A Rally Roadblock?
By Paul Cherney
Some of the buying on Friday, Feb. 11, had to have been short-covering and technical trading on the break above key intraday resistance levels. Those reasons to buy were satisfied on Friday. They no longer represent demand. This raises the possibility that Monday can see a little more on the upside but the rise might attract some profit-takers to cap prices. (That's the short-term view.)
On a more intermediate term view, Friday's action was constructive for the Nasdaq, but the simple fact is that the index has not yet closed above 2,116.75 which is the important top of resistance I see on the chart.
Back at the beginning of the year, Jan. 5 through Jan. 19, the Nasdaq spent 10 trading days between 2,072 and 2,116.75 and that represents a substantial wall of resistance. It might take more than one assault to break-through this barrier.
In my view of the market, it is a favorable condition when the CBOE volatility index, or VXO, is below its 10-day exponential moving average and at the same time the VXO is moving further down, away from its 10-day exponential moving average (widening the spread between itself and its 10-day). That is the case for now. But a move higher in the VXO usually coincides with weaker equity prices, so it would probably not be a positive for stock prices if the VXO reversed course and started heading higher.

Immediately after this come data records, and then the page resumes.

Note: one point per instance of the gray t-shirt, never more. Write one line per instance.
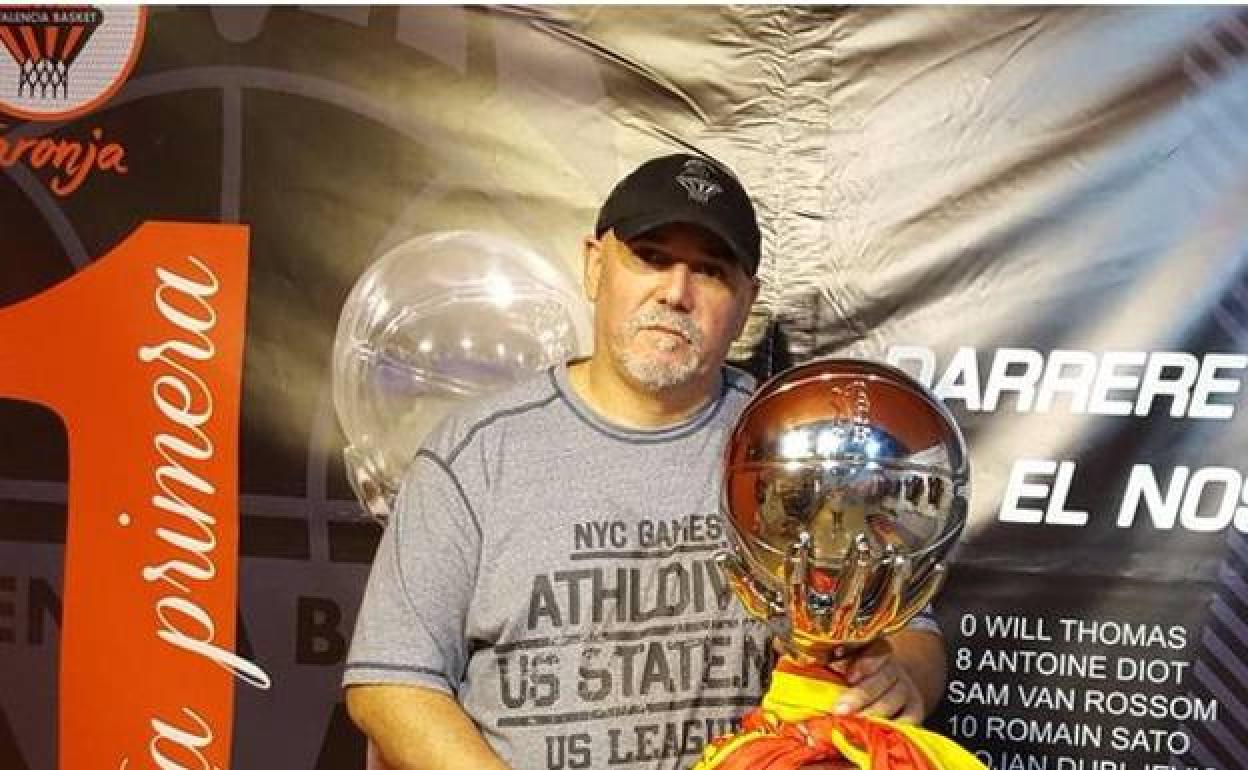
(554, 573)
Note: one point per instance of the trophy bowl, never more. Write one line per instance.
(845, 486)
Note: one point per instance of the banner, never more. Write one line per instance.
(1040, 212)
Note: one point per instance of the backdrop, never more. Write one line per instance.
(1041, 212)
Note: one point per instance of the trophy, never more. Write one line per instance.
(845, 486)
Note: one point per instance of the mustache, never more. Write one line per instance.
(668, 318)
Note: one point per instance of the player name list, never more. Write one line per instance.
(1057, 693)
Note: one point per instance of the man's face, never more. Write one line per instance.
(668, 305)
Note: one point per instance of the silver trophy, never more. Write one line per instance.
(845, 486)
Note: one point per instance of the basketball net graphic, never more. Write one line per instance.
(45, 41)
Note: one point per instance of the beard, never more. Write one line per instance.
(662, 371)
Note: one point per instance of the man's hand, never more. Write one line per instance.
(900, 677)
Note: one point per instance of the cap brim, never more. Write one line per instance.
(627, 230)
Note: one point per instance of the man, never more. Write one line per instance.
(544, 595)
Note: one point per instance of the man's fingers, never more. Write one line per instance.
(867, 692)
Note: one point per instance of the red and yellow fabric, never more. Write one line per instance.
(795, 726)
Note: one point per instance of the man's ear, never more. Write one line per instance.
(592, 251)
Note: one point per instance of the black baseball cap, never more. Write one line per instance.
(688, 189)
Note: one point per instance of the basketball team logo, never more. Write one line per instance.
(63, 61)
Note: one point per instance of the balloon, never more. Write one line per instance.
(439, 320)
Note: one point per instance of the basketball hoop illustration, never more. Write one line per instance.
(61, 61)
(45, 41)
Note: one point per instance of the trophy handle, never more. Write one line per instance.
(756, 599)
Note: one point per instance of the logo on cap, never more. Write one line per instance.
(695, 177)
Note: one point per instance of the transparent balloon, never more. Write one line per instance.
(436, 321)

Very near the close of trading on Friday, the 10-day exponential moving average for the VXO was 11.76, the 30-day was 12.50. Expect price weakness in stocks if the VXO moves above 11.76. Expect aggressive selling is in place if the VXO moves above 12.50.

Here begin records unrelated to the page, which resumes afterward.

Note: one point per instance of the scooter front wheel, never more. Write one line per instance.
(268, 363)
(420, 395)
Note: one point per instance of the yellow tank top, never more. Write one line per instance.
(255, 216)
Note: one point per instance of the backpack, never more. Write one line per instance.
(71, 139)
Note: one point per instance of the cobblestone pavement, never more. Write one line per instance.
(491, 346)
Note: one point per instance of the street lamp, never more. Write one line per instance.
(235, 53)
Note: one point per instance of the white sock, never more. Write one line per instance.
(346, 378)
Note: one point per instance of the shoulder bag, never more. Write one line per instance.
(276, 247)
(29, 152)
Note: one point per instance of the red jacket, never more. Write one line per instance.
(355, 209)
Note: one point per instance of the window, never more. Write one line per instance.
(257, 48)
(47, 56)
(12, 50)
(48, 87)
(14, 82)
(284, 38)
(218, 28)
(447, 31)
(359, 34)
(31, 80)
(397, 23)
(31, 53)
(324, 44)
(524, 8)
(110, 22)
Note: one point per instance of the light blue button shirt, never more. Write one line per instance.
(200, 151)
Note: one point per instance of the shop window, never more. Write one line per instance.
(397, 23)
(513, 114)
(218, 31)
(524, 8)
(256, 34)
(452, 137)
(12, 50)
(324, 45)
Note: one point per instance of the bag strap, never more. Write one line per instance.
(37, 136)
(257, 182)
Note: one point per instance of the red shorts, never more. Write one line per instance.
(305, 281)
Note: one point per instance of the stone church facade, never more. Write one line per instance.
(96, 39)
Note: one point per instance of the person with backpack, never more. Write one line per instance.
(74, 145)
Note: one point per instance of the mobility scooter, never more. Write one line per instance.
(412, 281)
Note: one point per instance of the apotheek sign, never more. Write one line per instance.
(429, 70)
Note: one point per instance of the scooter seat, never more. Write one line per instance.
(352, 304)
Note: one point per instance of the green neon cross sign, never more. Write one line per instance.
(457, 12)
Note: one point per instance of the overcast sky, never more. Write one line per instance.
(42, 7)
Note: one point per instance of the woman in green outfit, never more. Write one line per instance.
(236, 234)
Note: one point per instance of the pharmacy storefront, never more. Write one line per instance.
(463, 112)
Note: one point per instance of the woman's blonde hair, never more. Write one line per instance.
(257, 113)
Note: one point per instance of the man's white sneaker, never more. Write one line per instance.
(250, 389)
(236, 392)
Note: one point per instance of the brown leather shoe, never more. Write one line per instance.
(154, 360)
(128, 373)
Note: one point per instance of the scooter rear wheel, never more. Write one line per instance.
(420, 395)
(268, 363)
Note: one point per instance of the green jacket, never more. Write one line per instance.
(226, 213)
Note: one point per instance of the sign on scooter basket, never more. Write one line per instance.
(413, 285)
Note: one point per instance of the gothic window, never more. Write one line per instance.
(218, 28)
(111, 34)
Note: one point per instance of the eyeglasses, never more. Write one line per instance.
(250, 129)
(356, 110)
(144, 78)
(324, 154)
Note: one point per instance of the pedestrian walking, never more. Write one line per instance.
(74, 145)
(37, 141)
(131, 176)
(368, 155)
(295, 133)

For the S&P 500, immediate support is now 1,205-1,191.54 with a focus of support at 1,205-1,199. There is a critical layer of support at 1,190-1,185.63; if this little shelf is undercut, then a stairstep decline might unfold. On the daily charts there is support at 1,184-1,160, inside this support are shelves. The biggest support looks like 1,178-1,163. The next support is 1,142-1,090.
The Nasdaq's immediate shelf of intraday support is 2,073-2,048, with a focus 2,059-2,048. The next support is 2,039-2,008. The Nasdaq 2,039-2,008 area of support has a focus of support 2,036-2,024.

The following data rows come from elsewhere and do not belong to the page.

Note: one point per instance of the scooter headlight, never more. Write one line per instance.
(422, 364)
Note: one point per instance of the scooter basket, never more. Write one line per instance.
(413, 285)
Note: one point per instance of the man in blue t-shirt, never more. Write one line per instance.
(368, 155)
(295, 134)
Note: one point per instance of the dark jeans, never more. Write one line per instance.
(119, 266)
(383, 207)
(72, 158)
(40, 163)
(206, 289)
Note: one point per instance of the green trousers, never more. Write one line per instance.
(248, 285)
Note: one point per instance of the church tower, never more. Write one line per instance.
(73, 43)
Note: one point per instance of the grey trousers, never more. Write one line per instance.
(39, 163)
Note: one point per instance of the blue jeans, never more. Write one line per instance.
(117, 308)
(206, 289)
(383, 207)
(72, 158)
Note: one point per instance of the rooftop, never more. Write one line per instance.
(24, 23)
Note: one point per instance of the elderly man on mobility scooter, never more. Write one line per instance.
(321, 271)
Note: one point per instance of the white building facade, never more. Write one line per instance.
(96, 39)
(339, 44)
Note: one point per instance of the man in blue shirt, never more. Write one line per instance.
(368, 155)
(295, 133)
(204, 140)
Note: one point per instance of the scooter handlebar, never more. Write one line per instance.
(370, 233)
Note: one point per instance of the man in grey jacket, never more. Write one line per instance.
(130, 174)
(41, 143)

Nasdaq immediate resistance is substantial at 2,078-2,116. There is a focus of resistance inside this band at 2,092-2,106.
S&P 500 resistance is 1,205-1,226.27, with a shelf of resistance 1,205-1,209.53 and another shelf of resistance 1,215-1,226.
I have confidence in referencing historical studies only when my shorter term technical measures are supportive of the historical study. I include the following historical fact because it is true, but that does not mean that it is predictive of the current market.
Historical Fact: In the past 47 years, strength in the first half of February is very common after a down January. Based on S&P 500 data since 1958, 76% of the time, the highest intra-month close for February has occurred on or before the 11th trading day of the month (the 11th trading day this year is Feb. 15). Februaries that follow down Januaries have finished the month lower 65% of the time, so monitoring the VXO is important, because usually, when the VXO is rising, stock prices are falling.